Another element to running a new business is who will take over operations when ownership changes hands. This might be after the leader has passed on or when he or she decides the entrepreneurial life is no longer for them. Multiple practical and legal considerations must be outlined.
However, a recent report found that this is an aspect of running an enterprise that many Canadian small business owners have not taken into account. And because the average age of entrepreneurs is ever rising, this is a growing problem in the northern nation.
No succession plans in place
According to a recent Investors Group survey, though 39 percent of leaders said they're not going to retire until they're at least 70 and 14 percent said they never want to give up leadership, 53 percent of owners have no idea what is going to happen once they're no longer in charge, Equities reported. Moreover, of those who indicated they have a plan, only 14 percent have a written copy of these ideas.
"Unfortunately, leaving succession planning until retirement leaves little time to deal with what can be a complicated process," Investors vice president of high net worth planning told the source. "While there can be great variation in their circumstances, they are all likely to need advice on tax strategies, investments and family wealth planning to maximize the fruits of their labor."

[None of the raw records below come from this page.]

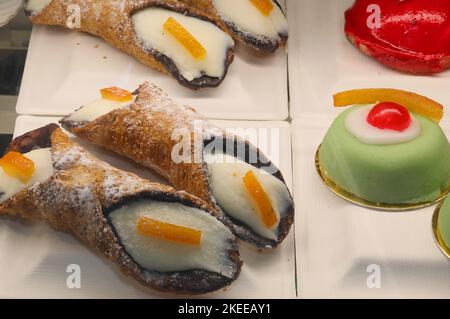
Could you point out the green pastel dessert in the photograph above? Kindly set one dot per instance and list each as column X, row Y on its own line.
column 443, row 224
column 385, row 154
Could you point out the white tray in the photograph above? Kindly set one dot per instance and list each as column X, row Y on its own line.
column 336, row 241
column 322, row 61
column 33, row 257
column 65, row 70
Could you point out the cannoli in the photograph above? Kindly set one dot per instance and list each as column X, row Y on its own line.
column 260, row 24
column 166, row 240
column 237, row 180
column 166, row 35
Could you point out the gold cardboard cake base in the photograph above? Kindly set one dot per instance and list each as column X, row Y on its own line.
column 436, row 234
column 365, row 203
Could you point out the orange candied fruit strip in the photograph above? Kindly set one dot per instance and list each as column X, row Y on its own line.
column 16, row 165
column 265, row 6
column 256, row 191
column 185, row 38
column 150, row 227
column 116, row 94
column 413, row 102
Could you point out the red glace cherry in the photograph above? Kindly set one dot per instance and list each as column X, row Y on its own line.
column 389, row 116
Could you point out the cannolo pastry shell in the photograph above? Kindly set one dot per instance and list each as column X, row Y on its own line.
column 143, row 132
column 112, row 21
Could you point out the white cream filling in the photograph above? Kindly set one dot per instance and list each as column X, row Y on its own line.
column 165, row 256
column 148, row 25
column 226, row 175
column 247, row 18
column 42, row 158
column 97, row 108
column 36, row 5
column 357, row 125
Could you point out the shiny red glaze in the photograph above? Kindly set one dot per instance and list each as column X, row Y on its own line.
column 389, row 116
column 413, row 36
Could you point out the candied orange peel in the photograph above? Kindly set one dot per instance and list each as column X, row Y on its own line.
column 413, row 102
column 17, row 165
column 150, row 227
column 116, row 94
column 186, row 39
column 264, row 6
column 257, row 192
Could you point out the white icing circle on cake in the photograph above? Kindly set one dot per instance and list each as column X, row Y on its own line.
column 357, row 125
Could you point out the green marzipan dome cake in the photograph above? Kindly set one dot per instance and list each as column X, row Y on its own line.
column 404, row 173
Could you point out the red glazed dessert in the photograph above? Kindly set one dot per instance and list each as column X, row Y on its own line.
column 408, row 35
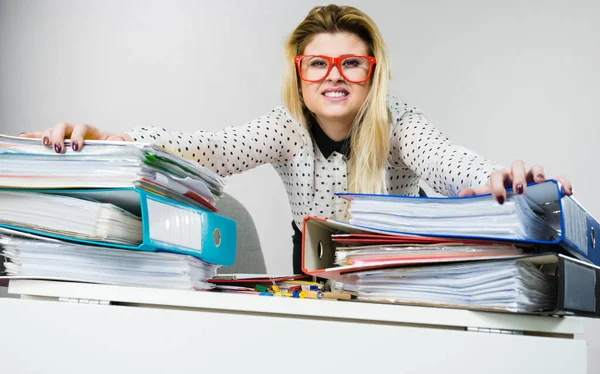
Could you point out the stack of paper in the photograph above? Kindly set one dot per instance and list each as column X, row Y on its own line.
column 102, row 164
column 44, row 259
column 70, row 217
column 132, row 196
column 509, row 285
column 415, row 253
column 479, row 216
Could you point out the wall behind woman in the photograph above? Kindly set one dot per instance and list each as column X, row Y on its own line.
column 507, row 79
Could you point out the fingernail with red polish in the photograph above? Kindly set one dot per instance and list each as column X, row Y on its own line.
column 519, row 188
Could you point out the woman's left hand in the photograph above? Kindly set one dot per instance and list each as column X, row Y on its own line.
column 516, row 177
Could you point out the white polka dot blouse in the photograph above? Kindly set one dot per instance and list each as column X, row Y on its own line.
column 310, row 175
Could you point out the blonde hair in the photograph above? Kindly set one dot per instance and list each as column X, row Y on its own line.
column 370, row 138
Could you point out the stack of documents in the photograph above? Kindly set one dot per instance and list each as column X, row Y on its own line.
column 69, row 216
column 505, row 285
column 481, row 216
column 44, row 259
column 104, row 164
column 119, row 213
column 420, row 253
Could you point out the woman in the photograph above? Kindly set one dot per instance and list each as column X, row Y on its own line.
column 340, row 130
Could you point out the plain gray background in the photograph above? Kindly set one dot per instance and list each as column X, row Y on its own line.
column 511, row 79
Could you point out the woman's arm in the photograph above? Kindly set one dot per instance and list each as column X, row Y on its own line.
column 446, row 167
column 275, row 137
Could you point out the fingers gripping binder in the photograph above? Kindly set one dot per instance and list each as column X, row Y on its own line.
column 167, row 225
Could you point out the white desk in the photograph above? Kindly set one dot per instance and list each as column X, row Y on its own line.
column 168, row 331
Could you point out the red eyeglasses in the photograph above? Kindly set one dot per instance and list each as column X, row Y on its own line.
column 315, row 68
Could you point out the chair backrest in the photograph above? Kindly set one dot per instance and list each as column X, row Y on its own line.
column 248, row 257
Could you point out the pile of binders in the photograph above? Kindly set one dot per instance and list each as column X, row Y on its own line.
column 537, row 253
column 117, row 213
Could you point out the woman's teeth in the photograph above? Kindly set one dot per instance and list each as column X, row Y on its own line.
column 336, row 94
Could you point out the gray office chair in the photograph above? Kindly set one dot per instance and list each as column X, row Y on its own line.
column 248, row 257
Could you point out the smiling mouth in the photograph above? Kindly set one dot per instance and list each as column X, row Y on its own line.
column 335, row 94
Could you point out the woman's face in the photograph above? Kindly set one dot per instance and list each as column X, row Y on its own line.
column 349, row 97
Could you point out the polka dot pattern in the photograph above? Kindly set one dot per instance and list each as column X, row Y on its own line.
column 417, row 151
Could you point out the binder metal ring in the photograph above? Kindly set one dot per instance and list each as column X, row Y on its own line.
column 217, row 237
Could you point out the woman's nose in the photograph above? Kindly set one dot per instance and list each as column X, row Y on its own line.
column 334, row 74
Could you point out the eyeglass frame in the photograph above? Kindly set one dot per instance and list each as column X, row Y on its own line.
column 334, row 61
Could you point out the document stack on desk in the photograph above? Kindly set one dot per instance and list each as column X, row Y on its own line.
column 107, row 214
column 536, row 253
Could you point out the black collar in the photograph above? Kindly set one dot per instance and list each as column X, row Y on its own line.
column 325, row 144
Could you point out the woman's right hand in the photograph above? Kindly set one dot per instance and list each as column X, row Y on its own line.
column 54, row 137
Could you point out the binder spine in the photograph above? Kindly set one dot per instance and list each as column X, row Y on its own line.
column 179, row 228
column 580, row 231
column 578, row 288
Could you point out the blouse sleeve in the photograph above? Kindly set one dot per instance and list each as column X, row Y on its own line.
column 446, row 167
column 272, row 138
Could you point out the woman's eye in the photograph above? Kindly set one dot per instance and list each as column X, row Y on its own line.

If an accident should occur, the entire company could be left in flux if the owner hasn't prepared ahead of time.
Aging Canadian workforce
This is a pressing concern because the amount of companies owned by older leaders is even increasing. According to The Globe and Mail, around 250,000 Canadian entrepreneurs, or 20 percent, are over the age of 55, a CIBC World Markets report revealed. This represents a 4 percent year-over-year climb in the past 10 years. The study predicted that by 2020, that number should climb to 350,000 leaders.
The report also called for plans to ensure continuity should leadership need to change hands. If concrete strategies aren't in place at the time of the shift, the Globe and Mail explained, the entire Canadian economy could be adversely affected due to job losses, a dip in productivity and increased bankruptcy filings, among other elements.